The most famous centers did not even try. Walking Street did not bother to switch on its latest and brightest neo-Pattaya entrance sign which is hardly surprising. The diggers are already there, making huge holes in preparation for the six months’ program of burying overhead cables. The only music to be heard in a deserted street came from a TV in a 24-hour convenience store which was appropriately playing the horror movie Frankenhooker.
In nearby Boyztown, once the hub of Pattaya’s gay scene until it shot itself in the foot with overpriced drinks, there is a total blackout reminiscent of the Liverpool dock road during the Blitz. In an area which houses several hotels and umpteen bars and clubs, there was only one lit up on opening night: X Boys had a skeleton staff but no customers. “If nobody turns up by 10.00 pm we’re going home,” the pessimistic doorman told me.
Sexy Soi 6 in North Pattaya was doing rather better. Most of the bars were open even though staff outnumbered customers by 10 to one, 20 to one in some places. This was once the street where angels feared to tread, but tonight it would have been safe to bring along your maiden aunt. The hostesses at the Corner Bar confided that they were expecting a boom in European visitors soon as people over there wanted to escape the virus. Sadly, they don’t take their news from the BBC or CNN.
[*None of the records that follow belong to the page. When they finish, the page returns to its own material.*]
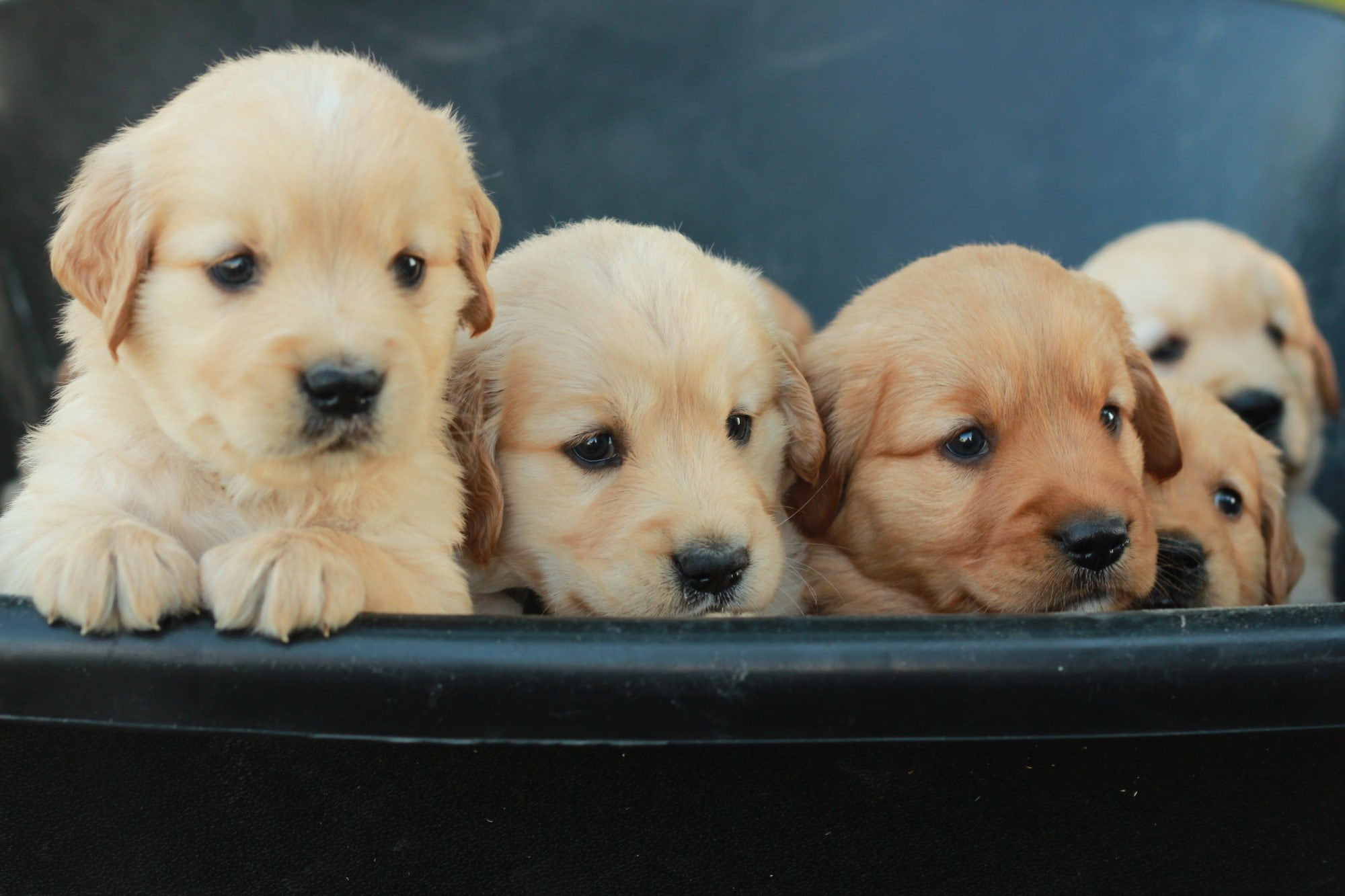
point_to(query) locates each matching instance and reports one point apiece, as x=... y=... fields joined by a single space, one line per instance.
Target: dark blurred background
x=828 y=143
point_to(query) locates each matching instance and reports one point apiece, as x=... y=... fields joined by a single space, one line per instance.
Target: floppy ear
x=816 y=502
x=102 y=247
x=1153 y=419
x=808 y=442
x=475 y=252
x=474 y=434
x=1284 y=559
x=1324 y=373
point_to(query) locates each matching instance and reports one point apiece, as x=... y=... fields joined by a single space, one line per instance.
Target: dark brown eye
x=235 y=272
x=740 y=428
x=597 y=451
x=408 y=271
x=969 y=444
x=1230 y=502
x=1112 y=419
x=1171 y=350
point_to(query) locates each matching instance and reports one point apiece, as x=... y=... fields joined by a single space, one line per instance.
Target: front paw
x=120 y=575
x=280 y=581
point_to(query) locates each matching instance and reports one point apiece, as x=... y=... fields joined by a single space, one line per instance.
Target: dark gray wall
x=828 y=143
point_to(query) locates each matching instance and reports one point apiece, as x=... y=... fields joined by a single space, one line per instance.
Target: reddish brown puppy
x=989 y=424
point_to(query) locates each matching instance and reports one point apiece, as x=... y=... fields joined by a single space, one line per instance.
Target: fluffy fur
x=1008 y=341
x=1208 y=556
x=1219 y=292
x=181 y=463
x=609 y=327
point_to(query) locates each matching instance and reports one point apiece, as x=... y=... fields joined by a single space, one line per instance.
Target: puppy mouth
x=340 y=436
x=1089 y=602
x=1086 y=592
x=1183 y=579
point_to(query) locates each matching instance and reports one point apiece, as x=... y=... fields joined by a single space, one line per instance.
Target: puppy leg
x=98 y=569
x=284 y=580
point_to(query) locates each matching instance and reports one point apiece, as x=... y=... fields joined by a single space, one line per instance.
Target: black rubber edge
x=540 y=680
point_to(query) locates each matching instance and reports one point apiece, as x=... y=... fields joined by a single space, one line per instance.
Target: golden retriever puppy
x=1215 y=309
x=1223 y=540
x=267 y=278
x=629 y=430
x=989 y=424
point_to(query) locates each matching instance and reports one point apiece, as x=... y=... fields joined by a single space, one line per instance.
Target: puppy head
x=1221 y=521
x=985 y=416
x=1217 y=310
x=280 y=259
x=630 y=425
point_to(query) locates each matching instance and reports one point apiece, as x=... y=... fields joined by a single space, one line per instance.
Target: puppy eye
x=740 y=428
x=1171 y=350
x=235 y=272
x=1112 y=419
x=968 y=444
x=408 y=271
x=1230 y=502
x=599 y=450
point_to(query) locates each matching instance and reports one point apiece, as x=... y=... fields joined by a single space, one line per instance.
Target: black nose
x=341 y=391
x=711 y=569
x=1094 y=542
x=1260 y=408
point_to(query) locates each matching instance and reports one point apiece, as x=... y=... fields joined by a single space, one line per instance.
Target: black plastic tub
x=828 y=145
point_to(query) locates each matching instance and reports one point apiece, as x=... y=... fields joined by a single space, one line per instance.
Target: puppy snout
x=1262 y=411
x=1182 y=573
x=1094 y=542
x=342 y=391
x=711 y=569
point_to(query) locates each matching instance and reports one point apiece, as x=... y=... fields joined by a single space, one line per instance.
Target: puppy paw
x=119 y=575
x=282 y=581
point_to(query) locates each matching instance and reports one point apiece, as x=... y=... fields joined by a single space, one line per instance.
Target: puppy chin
x=330 y=454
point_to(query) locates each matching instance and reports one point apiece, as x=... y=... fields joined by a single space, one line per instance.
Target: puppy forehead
x=633 y=333
x=1192 y=275
x=999 y=331
x=303 y=140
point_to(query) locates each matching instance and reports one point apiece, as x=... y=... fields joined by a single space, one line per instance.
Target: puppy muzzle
x=1183 y=576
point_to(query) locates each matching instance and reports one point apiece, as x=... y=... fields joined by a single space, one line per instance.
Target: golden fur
x=1250 y=559
x=790 y=315
x=1219 y=290
x=176 y=467
x=631 y=330
x=1009 y=341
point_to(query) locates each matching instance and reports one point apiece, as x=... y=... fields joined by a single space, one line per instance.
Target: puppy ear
x=1284 y=559
x=475 y=252
x=808 y=442
x=1324 y=373
x=474 y=434
x=1153 y=419
x=103 y=244
x=816 y=501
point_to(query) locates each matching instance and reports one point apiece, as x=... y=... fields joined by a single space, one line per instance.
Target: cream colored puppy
x=267 y=278
x=1218 y=310
x=629 y=428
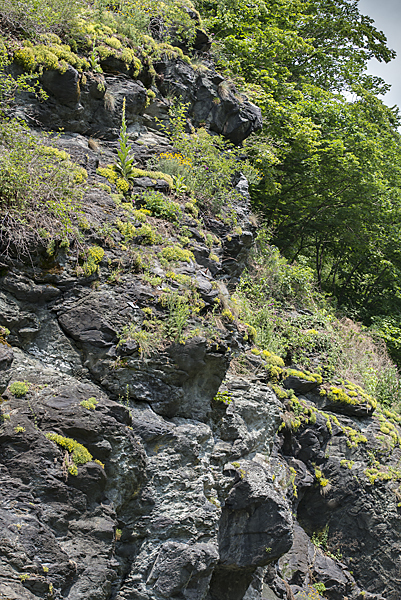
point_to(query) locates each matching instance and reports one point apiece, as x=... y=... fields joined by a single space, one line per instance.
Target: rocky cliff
x=145 y=467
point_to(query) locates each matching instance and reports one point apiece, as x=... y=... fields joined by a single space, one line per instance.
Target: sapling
x=125 y=159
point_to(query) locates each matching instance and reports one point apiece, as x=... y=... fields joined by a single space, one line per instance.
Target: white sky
x=387 y=16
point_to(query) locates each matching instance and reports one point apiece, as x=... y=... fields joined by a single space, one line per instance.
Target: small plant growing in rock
x=225 y=398
x=19 y=388
x=124 y=164
x=80 y=455
x=90 y=403
x=319 y=587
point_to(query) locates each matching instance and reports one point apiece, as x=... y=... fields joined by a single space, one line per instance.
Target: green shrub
x=80 y=455
x=39 y=190
x=90 y=403
x=94 y=256
x=175 y=253
x=19 y=388
x=160 y=206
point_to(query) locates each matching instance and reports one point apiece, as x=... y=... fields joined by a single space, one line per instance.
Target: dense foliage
x=331 y=193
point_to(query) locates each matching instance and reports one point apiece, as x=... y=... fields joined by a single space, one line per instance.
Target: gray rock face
x=124 y=473
x=232 y=116
x=92 y=104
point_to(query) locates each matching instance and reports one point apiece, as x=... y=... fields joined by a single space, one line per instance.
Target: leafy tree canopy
x=330 y=150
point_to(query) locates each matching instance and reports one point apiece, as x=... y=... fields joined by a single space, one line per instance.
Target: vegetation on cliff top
x=324 y=171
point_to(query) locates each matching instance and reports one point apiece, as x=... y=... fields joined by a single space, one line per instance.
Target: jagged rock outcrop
x=191 y=479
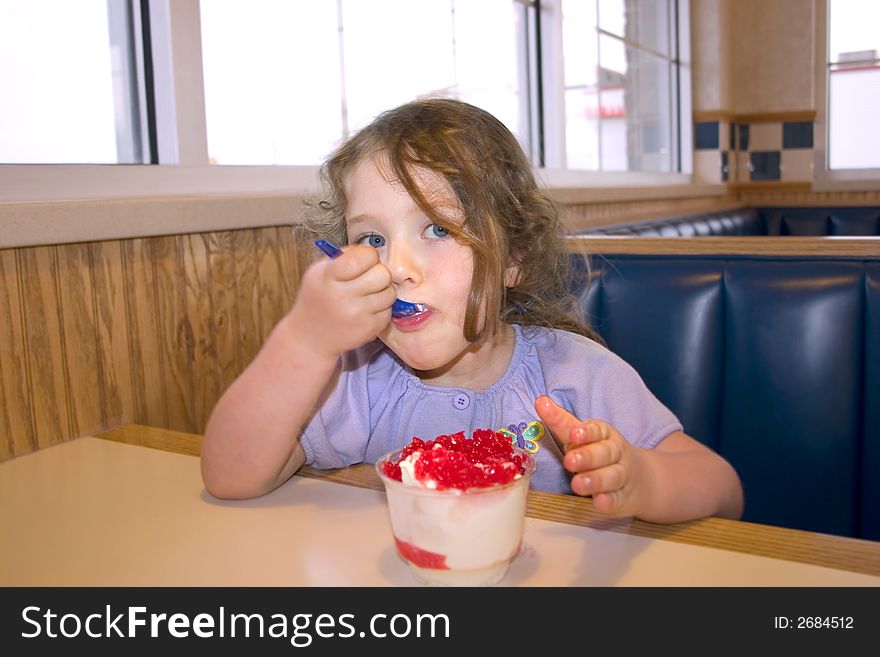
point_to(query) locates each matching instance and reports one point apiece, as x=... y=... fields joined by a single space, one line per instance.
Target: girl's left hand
x=605 y=464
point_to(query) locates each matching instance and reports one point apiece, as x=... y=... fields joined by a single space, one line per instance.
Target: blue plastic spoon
x=399 y=309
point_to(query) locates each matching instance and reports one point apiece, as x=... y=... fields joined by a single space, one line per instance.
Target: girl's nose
x=402 y=265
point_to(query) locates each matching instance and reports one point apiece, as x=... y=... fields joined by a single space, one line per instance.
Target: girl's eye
x=373 y=239
x=436 y=231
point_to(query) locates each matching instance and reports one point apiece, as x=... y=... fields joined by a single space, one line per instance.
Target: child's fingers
x=589 y=431
x=558 y=420
x=354 y=262
x=601 y=480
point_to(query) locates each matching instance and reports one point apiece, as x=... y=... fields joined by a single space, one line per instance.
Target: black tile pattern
x=797 y=134
x=764 y=165
x=706 y=135
x=743 y=137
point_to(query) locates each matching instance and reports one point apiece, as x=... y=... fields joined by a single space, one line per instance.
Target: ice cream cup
x=458 y=537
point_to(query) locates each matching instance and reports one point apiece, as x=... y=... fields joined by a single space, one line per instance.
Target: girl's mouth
x=412 y=320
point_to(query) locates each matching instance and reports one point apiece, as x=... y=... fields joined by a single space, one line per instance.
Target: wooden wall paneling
x=199 y=299
x=221 y=248
x=247 y=299
x=146 y=349
x=269 y=281
x=17 y=433
x=288 y=265
x=83 y=368
x=175 y=331
x=45 y=348
x=112 y=298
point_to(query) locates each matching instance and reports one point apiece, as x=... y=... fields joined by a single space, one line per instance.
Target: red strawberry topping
x=487 y=458
x=420 y=557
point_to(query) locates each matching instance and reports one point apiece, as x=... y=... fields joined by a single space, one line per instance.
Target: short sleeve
x=593 y=382
x=337 y=434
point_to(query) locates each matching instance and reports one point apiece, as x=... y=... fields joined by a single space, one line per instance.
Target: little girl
x=439 y=207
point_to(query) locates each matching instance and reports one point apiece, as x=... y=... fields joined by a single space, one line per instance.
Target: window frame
x=825 y=179
x=183 y=167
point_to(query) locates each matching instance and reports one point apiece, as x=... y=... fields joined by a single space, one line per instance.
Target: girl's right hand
x=343 y=302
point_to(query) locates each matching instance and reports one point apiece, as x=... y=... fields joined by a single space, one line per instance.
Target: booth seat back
x=802 y=222
x=806 y=222
x=772 y=362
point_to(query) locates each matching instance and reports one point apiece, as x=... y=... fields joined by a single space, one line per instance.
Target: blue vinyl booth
x=802 y=222
x=774 y=362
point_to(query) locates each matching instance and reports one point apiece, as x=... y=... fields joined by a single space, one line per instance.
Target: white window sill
x=55 y=204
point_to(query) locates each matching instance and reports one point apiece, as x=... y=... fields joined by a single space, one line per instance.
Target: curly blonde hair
x=507 y=218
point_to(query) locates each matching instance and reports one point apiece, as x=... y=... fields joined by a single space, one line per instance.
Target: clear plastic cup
x=458 y=537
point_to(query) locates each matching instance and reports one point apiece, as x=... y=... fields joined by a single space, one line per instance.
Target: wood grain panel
x=224 y=309
x=79 y=338
x=148 y=330
x=17 y=434
x=44 y=361
x=204 y=377
x=114 y=342
x=271 y=296
x=175 y=332
x=145 y=346
x=247 y=300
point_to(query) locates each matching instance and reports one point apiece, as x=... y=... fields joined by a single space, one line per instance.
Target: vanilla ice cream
x=463 y=536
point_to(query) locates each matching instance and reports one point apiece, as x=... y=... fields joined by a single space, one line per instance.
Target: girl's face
x=427 y=267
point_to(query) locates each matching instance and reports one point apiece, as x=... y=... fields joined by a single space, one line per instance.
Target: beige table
x=109 y=511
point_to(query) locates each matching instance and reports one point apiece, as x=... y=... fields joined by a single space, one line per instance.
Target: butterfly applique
x=524 y=435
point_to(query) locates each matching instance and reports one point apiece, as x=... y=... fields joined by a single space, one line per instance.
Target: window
x=70 y=88
x=853 y=84
x=620 y=61
x=286 y=81
x=589 y=85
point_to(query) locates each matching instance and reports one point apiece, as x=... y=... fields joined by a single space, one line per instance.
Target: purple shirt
x=378 y=405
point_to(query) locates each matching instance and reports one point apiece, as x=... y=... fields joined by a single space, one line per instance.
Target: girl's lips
x=412 y=322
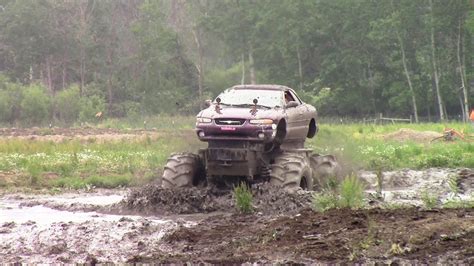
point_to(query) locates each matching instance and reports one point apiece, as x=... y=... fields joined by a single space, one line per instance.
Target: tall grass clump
x=348 y=194
x=352 y=193
x=243 y=198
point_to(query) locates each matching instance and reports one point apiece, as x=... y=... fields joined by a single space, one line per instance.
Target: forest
x=67 y=60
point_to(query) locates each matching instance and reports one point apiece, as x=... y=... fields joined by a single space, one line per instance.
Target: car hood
x=242 y=113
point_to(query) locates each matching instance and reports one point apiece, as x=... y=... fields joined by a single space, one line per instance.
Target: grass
x=363 y=146
x=243 y=198
x=73 y=163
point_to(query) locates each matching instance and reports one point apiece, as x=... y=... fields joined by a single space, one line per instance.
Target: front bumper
x=246 y=131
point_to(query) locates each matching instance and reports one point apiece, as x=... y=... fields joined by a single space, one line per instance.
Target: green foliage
x=35 y=106
x=90 y=106
x=68 y=104
x=4 y=107
x=243 y=198
x=152 y=62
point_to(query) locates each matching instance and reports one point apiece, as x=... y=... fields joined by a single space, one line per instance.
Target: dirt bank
x=406 y=134
x=99 y=135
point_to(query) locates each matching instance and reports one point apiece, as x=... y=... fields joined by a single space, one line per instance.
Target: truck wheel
x=183 y=170
x=291 y=171
x=324 y=167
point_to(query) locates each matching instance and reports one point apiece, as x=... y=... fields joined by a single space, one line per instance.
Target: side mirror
x=291 y=104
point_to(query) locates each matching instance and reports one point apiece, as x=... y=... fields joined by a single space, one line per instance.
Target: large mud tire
x=324 y=168
x=291 y=171
x=183 y=170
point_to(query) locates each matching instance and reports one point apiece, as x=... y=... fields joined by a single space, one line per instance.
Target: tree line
x=69 y=59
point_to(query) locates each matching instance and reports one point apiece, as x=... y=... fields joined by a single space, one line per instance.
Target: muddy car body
x=254 y=133
x=257 y=113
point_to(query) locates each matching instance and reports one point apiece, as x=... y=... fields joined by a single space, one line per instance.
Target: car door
x=297 y=126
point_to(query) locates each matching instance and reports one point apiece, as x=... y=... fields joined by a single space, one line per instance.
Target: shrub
x=35 y=105
x=243 y=198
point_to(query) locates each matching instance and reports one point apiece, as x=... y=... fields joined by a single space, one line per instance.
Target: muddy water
x=409 y=186
x=92 y=227
x=42 y=234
Onwards to the Jomtien Complex, which has replaced Boyztown as the gay mecca, which was the busiest of all the venues visited. Virtually all 15 or so open air bars were operational (nightclubs are not permitted there) for the first time since Christmas. The customers were mostly elderly European retirees engrossed in deep conversation with their fellow nationals. The main onsite restaurant, the popular Yupins, was quite busy and the immaculate transvestite stars at The Venue cabaret show were arriving in style on the back of motorbikes.
Perhaps the main beneficiaries of the reopening will be the small bars in residential neighborhoods all over Greater Pattaya where expats and Thais living locally like to gather to chat and eat cheaply after dark. The long winding road known as Soi Khao Thalo stretches from central Pattaya to the outer reaches of what is still called The Dark Side. About half the 100 or so bars and cafes were open and the total number of customers far exceeded those in the more famous nitery districts.
It is certainly the expats who are keeping Pattaya alive at the moment. With many European countries limiting flights to within the European Union, the UK deeming it “illegal” to take a vacation for fear of spreading the virus and monitored quarantine at both ends of a journey fast becoming the norm worldwide, there will be no triumphant cavalry of international holidaymakers arriving in Thailand for many months. There might be 15,000 expats in Greater Pattaya at the moment, mostly retirees and work permit holders, but ignoring the multitude of local guest workers from Myanmar and Cambodia on minimum wages. It’s a sobering business fact that the number of international arrivals and big spenders won’t be swelling any time soon.